Why Your Anesthesiologist Wants to Look Inside Your Mouth and What They Have in Common with Your Grandmother!

(Disclaimer:  The views in this blogpost are our personal views and do not reflect the views of our institutions. This does not substitute medical advice. Please be evaluated by a physician as necessary.)

  • When is the last time you had food?
    • Like your mother and grandmother who are always wondering if you’ve eaten, your anesthesiologist will also want to know if you’ve eaten! More specifically they want to know when you’ve eaten. Anesthesia medication can cause you to become so relaxed that sometimes food can come up from your stomach. It is important for enough time to have passed from your last meal to when you receive anesthesia to allow enough transit time for the food to be emptied from your stomach and into your intestines. The latest you can have a full meal is 8 hours before your surgery time. Occasionally a light meal (i.e. toast) may be allowed up to 6 hours before surgery. The good thing is that clear liquids empty quicker than solid foods and so they can be ingested for up to 2 hours before surgery. Clear liquids can include water, black coffee (no milk or creamer!), juice without pulp, and even sports drinks like gatorade! 

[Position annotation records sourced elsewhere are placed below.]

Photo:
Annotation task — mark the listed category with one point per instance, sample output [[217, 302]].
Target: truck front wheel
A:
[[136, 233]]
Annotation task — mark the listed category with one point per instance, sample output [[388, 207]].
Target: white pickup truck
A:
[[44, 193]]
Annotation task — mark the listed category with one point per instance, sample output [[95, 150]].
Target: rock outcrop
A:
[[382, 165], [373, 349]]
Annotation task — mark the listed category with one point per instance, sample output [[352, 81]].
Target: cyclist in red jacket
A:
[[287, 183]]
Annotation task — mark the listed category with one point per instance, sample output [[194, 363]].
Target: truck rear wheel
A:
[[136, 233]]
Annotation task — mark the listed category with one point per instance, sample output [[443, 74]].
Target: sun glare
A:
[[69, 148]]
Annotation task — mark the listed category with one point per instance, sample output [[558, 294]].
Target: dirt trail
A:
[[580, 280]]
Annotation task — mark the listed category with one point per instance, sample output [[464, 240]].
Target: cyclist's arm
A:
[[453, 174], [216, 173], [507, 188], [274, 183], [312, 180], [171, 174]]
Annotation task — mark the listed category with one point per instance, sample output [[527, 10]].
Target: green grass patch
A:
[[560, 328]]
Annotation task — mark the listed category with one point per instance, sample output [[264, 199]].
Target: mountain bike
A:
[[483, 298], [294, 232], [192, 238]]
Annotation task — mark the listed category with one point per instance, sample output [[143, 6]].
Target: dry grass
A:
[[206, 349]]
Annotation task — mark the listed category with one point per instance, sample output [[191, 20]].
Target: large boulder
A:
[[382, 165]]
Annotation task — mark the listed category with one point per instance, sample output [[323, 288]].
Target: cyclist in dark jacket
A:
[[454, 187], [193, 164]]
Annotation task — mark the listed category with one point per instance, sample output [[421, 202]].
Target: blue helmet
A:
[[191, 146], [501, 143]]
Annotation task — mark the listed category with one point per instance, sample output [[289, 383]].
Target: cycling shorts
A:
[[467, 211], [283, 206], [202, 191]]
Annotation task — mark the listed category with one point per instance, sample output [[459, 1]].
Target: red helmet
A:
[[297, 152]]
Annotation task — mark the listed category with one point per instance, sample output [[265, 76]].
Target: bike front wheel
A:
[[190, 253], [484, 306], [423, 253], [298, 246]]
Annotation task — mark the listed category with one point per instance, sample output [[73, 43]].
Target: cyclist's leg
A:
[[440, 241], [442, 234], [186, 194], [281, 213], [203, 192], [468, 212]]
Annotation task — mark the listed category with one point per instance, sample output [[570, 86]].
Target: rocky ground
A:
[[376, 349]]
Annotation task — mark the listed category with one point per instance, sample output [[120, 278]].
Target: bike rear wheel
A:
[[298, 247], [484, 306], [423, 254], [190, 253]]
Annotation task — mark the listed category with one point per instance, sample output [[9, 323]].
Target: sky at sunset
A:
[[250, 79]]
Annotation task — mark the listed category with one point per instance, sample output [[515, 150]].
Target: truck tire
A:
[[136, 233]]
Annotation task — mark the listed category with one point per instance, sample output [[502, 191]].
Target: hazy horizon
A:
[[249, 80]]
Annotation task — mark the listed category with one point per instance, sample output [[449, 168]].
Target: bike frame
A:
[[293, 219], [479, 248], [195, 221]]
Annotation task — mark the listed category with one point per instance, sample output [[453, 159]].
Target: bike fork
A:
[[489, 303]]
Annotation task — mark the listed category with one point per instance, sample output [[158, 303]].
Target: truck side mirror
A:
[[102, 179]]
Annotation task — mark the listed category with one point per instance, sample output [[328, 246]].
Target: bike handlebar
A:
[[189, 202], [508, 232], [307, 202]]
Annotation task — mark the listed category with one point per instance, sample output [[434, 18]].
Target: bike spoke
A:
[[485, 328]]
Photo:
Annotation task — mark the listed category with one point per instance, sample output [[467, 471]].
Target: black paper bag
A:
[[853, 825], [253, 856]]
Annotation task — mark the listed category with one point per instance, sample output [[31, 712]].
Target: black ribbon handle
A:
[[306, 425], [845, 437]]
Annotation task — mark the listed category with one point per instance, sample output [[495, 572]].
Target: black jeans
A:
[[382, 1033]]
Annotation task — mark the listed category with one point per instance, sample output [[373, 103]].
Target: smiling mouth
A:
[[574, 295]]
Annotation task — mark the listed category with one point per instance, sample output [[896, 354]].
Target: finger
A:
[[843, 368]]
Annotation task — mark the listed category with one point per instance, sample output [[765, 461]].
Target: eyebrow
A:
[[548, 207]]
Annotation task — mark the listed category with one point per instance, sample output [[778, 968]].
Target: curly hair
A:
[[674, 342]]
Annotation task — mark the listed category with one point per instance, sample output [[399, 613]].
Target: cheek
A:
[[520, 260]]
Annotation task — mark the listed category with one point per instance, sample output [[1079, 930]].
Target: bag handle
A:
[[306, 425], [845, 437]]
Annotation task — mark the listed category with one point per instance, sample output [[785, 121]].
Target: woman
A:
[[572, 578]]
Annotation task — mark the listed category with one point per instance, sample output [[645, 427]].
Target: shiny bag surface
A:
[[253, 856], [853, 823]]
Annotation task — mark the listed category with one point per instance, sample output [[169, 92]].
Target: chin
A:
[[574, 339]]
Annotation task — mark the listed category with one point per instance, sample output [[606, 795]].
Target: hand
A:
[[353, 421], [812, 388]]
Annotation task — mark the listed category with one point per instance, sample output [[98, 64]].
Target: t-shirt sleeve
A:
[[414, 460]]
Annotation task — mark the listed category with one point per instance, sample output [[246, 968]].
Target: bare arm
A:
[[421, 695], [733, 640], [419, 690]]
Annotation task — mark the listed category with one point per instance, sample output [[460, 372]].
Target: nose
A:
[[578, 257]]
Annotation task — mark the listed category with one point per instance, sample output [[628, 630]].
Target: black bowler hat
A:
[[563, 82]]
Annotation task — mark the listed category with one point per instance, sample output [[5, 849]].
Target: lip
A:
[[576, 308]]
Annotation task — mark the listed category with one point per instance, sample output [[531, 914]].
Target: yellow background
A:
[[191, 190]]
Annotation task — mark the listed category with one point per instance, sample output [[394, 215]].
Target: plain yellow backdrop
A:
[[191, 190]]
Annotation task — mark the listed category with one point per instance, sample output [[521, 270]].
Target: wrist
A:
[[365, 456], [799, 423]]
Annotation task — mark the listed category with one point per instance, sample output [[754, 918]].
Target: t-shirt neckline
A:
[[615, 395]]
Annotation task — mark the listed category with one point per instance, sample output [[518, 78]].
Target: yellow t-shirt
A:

  • What allergies do you have? 
    • Your anesthesiologist may give you many medications during your surgery often including pain medication, muscle relaxants, sedatives, and antibiotics. We will ask you if you are allergic to any medications so we can avoid those medications and assess for interactions with other medications. Very rarely some fruit allergies may even be associated with latex sensitivity!
  • Any issues with anesthesia before?
    • Although most people do not have any problems with anesthesia, there are some people who may have issues including post-operative nausea and vomiting (PONV), shivering, prolonged muscle relaxation, difficulty with breathing tube placement or other situations. One of the more common ‘side effects’ seen with anesthesia is PONV. The risk factors for PONV include female patients, non-smokers, use of opioids in the perioperative period, history of PONV/motion sickness and others. If you have had episodes of PONV, your anesthesiologist can avoid medications that may be more likely to cause PONV and change your anesthetic plan accordingly.
  • Do you smoke, drink alcohol, or use illicit drugs?
    • We don’t judge! It is crucial that your anesthesiologist knows about recreational drug use. All recreational drugs can have some sort of impact on your heart and lungs and can possibly interact with medications that are in your anesthetic plan. Whether you use cocaine or heroin or medical marijuana, we want to know! This allows your anesthesiologist to safely anticipate any physiologic changes associated with these drugs when mixed with other medications. It is important to tell your anesthesiologist when you used them last and how much.
  • They’ll want to look into your mouth!
    • “Open your mouth and stick your tongue out!” Patients are often surprised to hear their anesthesiologist say this but actually this is one of the most important parts of the physical exam that he/she does. This examination of your mouth is to assess for how much of the inside of your mouth we can see which is correlated with how easy or possibly challenging it may be to place a breathing tube. If there are any anatomical signs that there may be difficulty with breathing tube placement, it is best to have additional equipment necessary.